KUALA LUMPUR – La Malesia ha esteso il divieto ai visitatori provenienti dalla Cina di includere le province di Zhejiang e Jiangsu, dopo la decisione della Cina di bloccare le città nelle province per frenare la diffusione dell'epidemia di coronavirus che ha causato oltre 800 vittime.
La nazione del Sud-Est asiatico il 27 gennaio ha imposto un divieto temporaneo ai viaggiatori che arrivavano dalla città di Wuhan, l'epicentro dell'epidemia e dalla provincia circostante di Hubei.
Il vice primo ministro Wan Azizah Wan Ismail ha dichiarato che la decisione segue la mossa della Cina di estendere il suo blocco a cinque città nello Zhejiang e due nel Jiangsu.
La provincia cinese di Hubei, dove Wuhan è la capitale, è stata chiusa dal 23 gennaio.
"[Le] restrizioni di viaggio saranno applicate in conformità con la regione di blocco imposta dal governo cinese", ha dichiarato Wan Azizah domenica.
La restrizione sarà imposta a tutti i turisti indipendentemente dalla nazionalità che hanno visitato Hubei, Zhejiang e Jiangsu, ha aggiunto.
La Malesia ha segnalato 17 casi confermati di coronavirus a partire da domenica, tre dei quali erano stati dimessi dopo aver effettuato un recupero.

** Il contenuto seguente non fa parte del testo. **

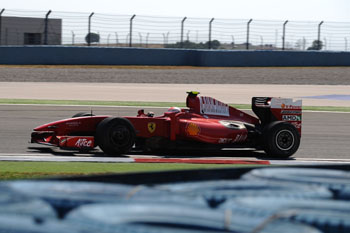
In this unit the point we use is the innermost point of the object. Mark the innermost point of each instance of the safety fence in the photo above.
(95, 29)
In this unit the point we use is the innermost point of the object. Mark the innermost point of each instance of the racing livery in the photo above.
(205, 123)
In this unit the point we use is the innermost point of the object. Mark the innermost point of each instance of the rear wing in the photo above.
(270, 109)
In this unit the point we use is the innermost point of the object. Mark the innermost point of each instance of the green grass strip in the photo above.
(28, 170)
(146, 104)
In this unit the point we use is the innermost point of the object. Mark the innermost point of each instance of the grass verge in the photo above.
(28, 170)
(146, 104)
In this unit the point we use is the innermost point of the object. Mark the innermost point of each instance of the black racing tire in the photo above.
(280, 139)
(115, 136)
(81, 114)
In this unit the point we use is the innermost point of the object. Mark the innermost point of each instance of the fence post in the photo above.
(284, 34)
(89, 29)
(247, 43)
(210, 22)
(1, 24)
(346, 43)
(147, 40)
(73, 38)
(319, 36)
(46, 26)
(182, 32)
(130, 33)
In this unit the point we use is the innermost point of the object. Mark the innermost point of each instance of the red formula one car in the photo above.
(205, 123)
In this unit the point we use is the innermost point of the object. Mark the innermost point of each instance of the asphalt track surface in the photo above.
(183, 75)
(325, 135)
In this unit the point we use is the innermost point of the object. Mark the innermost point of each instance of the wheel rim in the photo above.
(121, 136)
(285, 140)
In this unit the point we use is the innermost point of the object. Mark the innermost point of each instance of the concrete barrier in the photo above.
(64, 55)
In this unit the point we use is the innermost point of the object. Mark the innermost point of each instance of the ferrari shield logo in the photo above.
(151, 127)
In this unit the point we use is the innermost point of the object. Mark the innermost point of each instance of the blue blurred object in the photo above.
(330, 216)
(336, 181)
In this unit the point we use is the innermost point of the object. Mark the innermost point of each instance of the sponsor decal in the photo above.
(291, 111)
(151, 127)
(63, 141)
(212, 106)
(225, 140)
(291, 118)
(193, 129)
(83, 142)
(296, 125)
(238, 138)
(283, 103)
(232, 124)
(73, 123)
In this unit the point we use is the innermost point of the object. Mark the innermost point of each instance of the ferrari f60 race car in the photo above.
(205, 123)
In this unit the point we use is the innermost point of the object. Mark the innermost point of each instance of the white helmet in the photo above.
(174, 109)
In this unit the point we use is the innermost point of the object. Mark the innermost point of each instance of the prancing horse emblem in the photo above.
(151, 127)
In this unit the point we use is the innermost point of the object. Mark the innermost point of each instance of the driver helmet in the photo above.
(174, 109)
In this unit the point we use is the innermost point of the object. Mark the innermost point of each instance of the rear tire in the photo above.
(280, 139)
(115, 136)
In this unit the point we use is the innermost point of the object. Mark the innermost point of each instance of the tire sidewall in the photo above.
(104, 134)
(270, 138)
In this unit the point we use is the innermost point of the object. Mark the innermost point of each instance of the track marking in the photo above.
(156, 159)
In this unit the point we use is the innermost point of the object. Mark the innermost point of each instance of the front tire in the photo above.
(280, 139)
(115, 136)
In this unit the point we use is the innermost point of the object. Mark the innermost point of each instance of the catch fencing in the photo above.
(95, 29)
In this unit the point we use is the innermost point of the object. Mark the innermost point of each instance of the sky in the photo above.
(299, 10)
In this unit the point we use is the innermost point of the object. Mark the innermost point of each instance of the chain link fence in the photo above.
(94, 29)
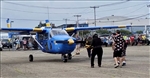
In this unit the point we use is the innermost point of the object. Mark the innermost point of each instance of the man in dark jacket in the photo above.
(97, 50)
(88, 46)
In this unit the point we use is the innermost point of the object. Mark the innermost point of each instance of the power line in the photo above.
(134, 10)
(64, 7)
(40, 12)
(122, 7)
(31, 19)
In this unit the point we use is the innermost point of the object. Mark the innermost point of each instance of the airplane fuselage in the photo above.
(56, 42)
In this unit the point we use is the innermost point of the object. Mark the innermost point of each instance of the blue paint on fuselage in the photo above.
(61, 48)
(56, 48)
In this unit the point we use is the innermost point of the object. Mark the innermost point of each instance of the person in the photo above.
(113, 46)
(30, 45)
(124, 53)
(17, 43)
(88, 46)
(24, 44)
(78, 45)
(119, 46)
(97, 50)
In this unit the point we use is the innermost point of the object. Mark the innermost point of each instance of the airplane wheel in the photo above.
(64, 58)
(31, 58)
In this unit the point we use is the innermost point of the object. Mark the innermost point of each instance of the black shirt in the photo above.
(96, 43)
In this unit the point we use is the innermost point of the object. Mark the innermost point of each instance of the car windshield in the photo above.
(59, 32)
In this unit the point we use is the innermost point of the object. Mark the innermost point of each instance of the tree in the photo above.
(139, 32)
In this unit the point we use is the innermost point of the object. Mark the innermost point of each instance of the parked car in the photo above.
(6, 43)
(1, 46)
(148, 40)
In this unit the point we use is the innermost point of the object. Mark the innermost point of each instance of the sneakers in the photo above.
(92, 66)
(77, 53)
(118, 63)
(123, 64)
(116, 66)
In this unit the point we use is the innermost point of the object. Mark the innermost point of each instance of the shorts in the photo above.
(117, 53)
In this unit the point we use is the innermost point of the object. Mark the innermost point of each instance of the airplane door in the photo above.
(43, 39)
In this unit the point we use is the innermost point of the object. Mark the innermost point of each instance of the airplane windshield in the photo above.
(59, 32)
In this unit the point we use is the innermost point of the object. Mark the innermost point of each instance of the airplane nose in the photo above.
(70, 41)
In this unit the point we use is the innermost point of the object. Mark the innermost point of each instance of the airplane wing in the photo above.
(93, 28)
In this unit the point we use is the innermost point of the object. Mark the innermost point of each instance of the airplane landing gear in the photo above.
(31, 58)
(64, 58)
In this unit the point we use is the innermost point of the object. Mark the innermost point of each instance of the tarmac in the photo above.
(15, 64)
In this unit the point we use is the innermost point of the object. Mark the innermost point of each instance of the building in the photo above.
(138, 24)
(72, 25)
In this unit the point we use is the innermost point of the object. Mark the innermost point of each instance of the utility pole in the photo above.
(94, 7)
(77, 19)
(48, 12)
(66, 21)
(11, 23)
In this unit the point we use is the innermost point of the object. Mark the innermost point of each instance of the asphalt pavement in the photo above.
(15, 64)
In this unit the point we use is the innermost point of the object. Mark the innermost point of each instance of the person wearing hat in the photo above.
(96, 50)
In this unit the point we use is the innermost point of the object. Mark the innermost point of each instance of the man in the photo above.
(88, 46)
(119, 46)
(97, 50)
(124, 53)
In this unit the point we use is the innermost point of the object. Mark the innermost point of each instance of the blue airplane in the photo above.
(56, 41)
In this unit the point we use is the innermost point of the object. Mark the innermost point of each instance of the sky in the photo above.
(28, 14)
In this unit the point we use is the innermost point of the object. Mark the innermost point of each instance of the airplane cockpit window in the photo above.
(59, 32)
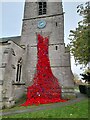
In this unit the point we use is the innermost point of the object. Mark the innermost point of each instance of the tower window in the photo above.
(42, 8)
(19, 68)
(56, 47)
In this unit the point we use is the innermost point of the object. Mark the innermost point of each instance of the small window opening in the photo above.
(42, 8)
(56, 47)
(56, 23)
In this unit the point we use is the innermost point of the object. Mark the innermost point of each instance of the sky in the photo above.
(11, 15)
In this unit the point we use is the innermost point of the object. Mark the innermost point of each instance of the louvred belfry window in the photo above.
(42, 8)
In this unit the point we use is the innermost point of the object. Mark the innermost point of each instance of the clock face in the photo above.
(41, 24)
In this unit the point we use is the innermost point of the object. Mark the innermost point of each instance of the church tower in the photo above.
(46, 18)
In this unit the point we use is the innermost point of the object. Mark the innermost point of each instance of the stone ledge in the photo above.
(1, 82)
(18, 83)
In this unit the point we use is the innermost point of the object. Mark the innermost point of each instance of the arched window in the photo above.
(19, 68)
(42, 8)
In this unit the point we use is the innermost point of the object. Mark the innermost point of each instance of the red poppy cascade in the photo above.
(45, 88)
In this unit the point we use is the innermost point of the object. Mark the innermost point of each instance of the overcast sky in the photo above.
(11, 14)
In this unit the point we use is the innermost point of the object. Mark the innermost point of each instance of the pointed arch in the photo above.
(19, 69)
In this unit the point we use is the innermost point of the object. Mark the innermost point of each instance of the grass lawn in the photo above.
(76, 110)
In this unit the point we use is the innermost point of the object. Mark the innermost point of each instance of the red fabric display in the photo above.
(45, 88)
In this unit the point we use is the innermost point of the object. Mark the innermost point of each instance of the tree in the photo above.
(80, 37)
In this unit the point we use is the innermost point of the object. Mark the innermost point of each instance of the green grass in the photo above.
(76, 110)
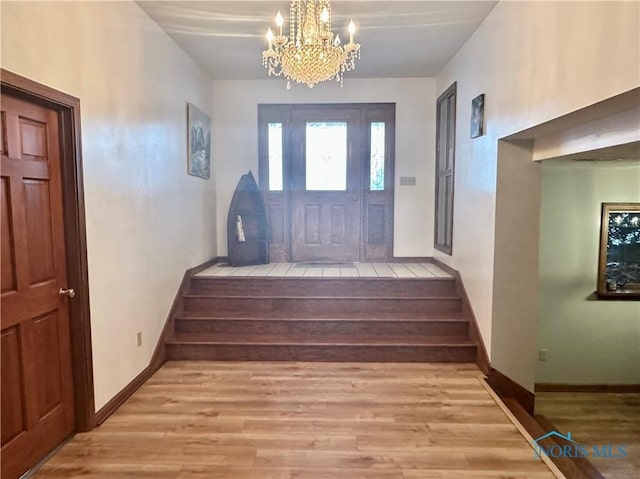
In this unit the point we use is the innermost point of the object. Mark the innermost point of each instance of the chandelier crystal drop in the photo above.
(311, 54)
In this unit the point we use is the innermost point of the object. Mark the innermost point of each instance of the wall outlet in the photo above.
(407, 181)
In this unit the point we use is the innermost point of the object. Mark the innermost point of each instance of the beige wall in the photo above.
(534, 61)
(236, 142)
(147, 220)
(588, 341)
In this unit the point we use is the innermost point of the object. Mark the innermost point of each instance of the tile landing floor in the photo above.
(358, 270)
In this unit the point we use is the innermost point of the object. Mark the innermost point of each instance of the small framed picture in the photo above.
(199, 142)
(477, 116)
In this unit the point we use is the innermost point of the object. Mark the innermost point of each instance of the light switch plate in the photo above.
(407, 181)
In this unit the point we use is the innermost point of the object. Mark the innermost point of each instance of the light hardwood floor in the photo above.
(197, 420)
(598, 418)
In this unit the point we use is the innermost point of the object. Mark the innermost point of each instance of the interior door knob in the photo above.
(70, 292)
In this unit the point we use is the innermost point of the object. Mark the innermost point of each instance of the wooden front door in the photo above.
(37, 382)
(326, 192)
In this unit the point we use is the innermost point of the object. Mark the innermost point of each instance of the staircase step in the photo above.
(321, 307)
(324, 327)
(189, 346)
(334, 287)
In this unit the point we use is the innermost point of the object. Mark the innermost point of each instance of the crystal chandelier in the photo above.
(311, 54)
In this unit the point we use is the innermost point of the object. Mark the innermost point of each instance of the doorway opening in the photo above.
(327, 173)
(47, 375)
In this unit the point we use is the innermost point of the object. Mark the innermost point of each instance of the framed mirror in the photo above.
(619, 265)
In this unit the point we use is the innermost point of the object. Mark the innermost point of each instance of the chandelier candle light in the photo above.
(311, 54)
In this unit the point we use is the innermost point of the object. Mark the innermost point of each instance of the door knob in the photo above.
(67, 292)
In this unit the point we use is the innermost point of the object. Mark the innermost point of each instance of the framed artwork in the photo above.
(199, 142)
(619, 265)
(477, 116)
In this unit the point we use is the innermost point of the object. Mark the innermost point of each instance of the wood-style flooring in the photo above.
(208, 420)
(355, 270)
(598, 418)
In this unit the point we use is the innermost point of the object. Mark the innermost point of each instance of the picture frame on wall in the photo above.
(477, 116)
(199, 142)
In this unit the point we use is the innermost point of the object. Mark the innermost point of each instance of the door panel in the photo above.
(13, 420)
(37, 388)
(345, 215)
(326, 185)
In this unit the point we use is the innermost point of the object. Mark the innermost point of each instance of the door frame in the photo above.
(280, 245)
(68, 109)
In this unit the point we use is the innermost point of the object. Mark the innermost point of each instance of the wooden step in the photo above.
(321, 307)
(314, 327)
(333, 287)
(202, 346)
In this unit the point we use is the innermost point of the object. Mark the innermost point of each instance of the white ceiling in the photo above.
(398, 38)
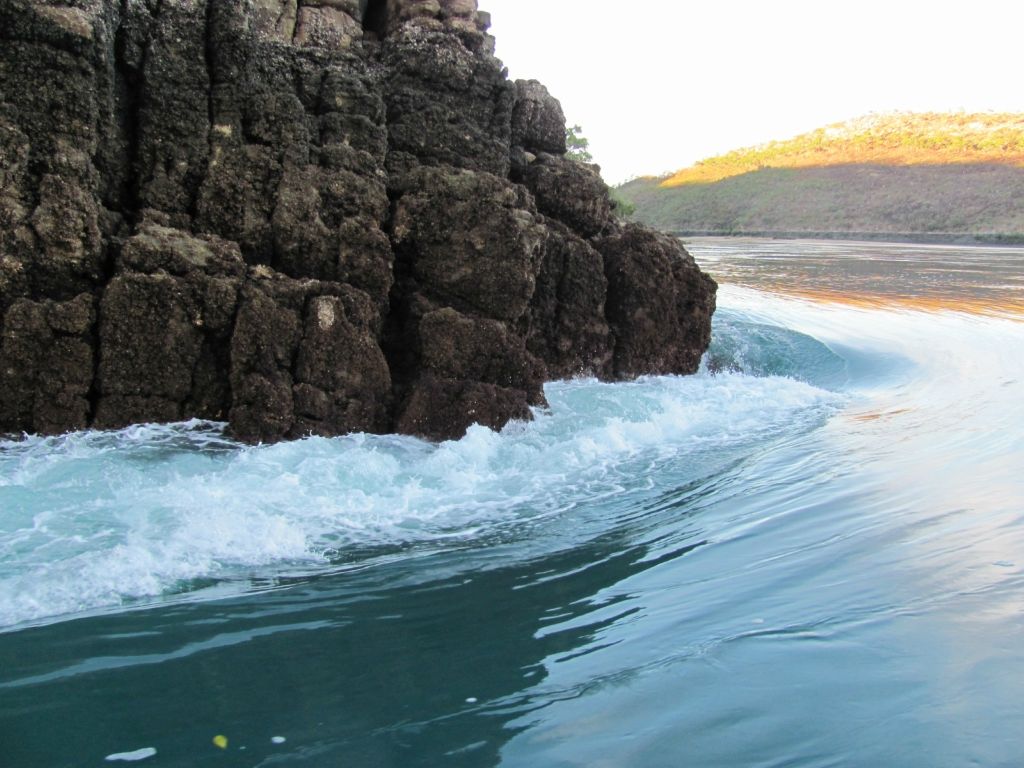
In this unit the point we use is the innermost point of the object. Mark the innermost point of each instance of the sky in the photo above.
(658, 84)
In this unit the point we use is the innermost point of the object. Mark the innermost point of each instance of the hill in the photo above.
(932, 176)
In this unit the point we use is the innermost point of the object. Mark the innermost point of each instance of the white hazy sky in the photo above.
(658, 84)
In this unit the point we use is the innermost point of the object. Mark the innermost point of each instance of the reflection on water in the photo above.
(972, 279)
(813, 557)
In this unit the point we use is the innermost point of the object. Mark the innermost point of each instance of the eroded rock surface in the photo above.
(305, 216)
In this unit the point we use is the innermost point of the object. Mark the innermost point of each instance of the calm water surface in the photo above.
(810, 554)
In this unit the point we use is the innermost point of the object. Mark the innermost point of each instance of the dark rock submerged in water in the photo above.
(305, 217)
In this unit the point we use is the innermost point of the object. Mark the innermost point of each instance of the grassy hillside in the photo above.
(906, 175)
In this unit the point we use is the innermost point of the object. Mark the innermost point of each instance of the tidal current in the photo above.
(809, 554)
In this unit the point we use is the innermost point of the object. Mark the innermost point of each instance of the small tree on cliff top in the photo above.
(577, 144)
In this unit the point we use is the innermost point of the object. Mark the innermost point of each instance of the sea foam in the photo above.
(98, 520)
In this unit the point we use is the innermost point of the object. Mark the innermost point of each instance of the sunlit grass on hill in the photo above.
(892, 139)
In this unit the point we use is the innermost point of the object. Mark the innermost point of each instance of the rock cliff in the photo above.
(305, 216)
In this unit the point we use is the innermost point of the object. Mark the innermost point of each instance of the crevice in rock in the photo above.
(375, 17)
(210, 59)
(128, 96)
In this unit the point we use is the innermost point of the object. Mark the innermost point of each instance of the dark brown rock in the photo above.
(569, 192)
(538, 121)
(566, 326)
(658, 303)
(304, 216)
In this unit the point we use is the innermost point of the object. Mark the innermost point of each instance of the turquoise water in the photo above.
(809, 554)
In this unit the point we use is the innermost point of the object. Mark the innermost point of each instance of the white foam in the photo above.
(131, 757)
(100, 519)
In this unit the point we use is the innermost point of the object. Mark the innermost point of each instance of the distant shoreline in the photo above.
(945, 239)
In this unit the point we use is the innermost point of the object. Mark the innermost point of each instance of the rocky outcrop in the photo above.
(305, 216)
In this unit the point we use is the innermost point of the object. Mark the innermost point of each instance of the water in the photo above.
(810, 554)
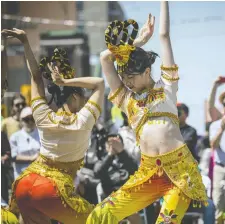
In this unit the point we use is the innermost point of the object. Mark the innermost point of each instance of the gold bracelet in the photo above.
(172, 68)
(96, 105)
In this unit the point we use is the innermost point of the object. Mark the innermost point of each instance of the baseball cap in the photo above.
(27, 111)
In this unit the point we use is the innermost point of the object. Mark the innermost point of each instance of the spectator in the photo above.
(129, 140)
(188, 132)
(115, 168)
(5, 166)
(217, 141)
(25, 143)
(208, 211)
(12, 124)
(213, 111)
(203, 141)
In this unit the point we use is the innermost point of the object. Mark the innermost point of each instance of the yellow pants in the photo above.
(151, 182)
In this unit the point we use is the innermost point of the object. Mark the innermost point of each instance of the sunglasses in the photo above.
(28, 119)
(20, 104)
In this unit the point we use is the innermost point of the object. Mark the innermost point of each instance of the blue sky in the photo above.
(198, 40)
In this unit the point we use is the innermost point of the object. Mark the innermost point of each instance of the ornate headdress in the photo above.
(122, 50)
(59, 57)
(59, 94)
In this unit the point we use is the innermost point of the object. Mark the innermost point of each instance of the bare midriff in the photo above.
(160, 135)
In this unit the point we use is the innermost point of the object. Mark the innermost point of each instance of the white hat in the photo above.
(27, 111)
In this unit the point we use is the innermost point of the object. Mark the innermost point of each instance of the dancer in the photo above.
(45, 189)
(167, 167)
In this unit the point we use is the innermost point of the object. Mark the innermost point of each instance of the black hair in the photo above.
(139, 60)
(183, 107)
(17, 96)
(125, 119)
(113, 135)
(61, 94)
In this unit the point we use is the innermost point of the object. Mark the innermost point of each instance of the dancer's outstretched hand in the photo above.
(16, 33)
(146, 31)
(56, 76)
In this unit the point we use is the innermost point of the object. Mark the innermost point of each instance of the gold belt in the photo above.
(65, 167)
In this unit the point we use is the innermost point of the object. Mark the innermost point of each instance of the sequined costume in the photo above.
(46, 188)
(173, 175)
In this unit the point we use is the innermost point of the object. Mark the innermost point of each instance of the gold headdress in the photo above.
(122, 50)
(59, 57)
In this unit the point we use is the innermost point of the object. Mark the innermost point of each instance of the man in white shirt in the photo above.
(217, 141)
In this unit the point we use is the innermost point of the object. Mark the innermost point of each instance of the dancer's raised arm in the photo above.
(93, 83)
(164, 33)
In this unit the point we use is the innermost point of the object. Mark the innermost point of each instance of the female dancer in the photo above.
(167, 167)
(45, 189)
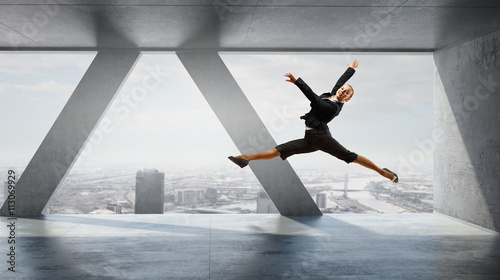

Dodici dei casi confermati sono cittadini cinesi, mentre gli altri sono malesi, ha dichiarato domenica il dott. Noor Hisham Abdullah, direttore generale della sanità presso il Ministero della salute del paese.
L'ultimo caso è una donna di 65 anni, la suocera di un uomo malese di 41 anni che ha contratto il virus dopo aver partecipato a una riunione aziendale a Singapore il mese scorso.
Almeno tre persone che hanno partecipato a quell'incontro, incluso l'uomo malese, hanno contratto il virus, scatenando un'indagine dell'Organizzazione Mondiale della Sanità sul caso.
Il bilancio delle vittime dello scoppio del coronavirus nella Cina continentale ha raggiunto l'811 di sabato, secondo la National Health Commission cinese.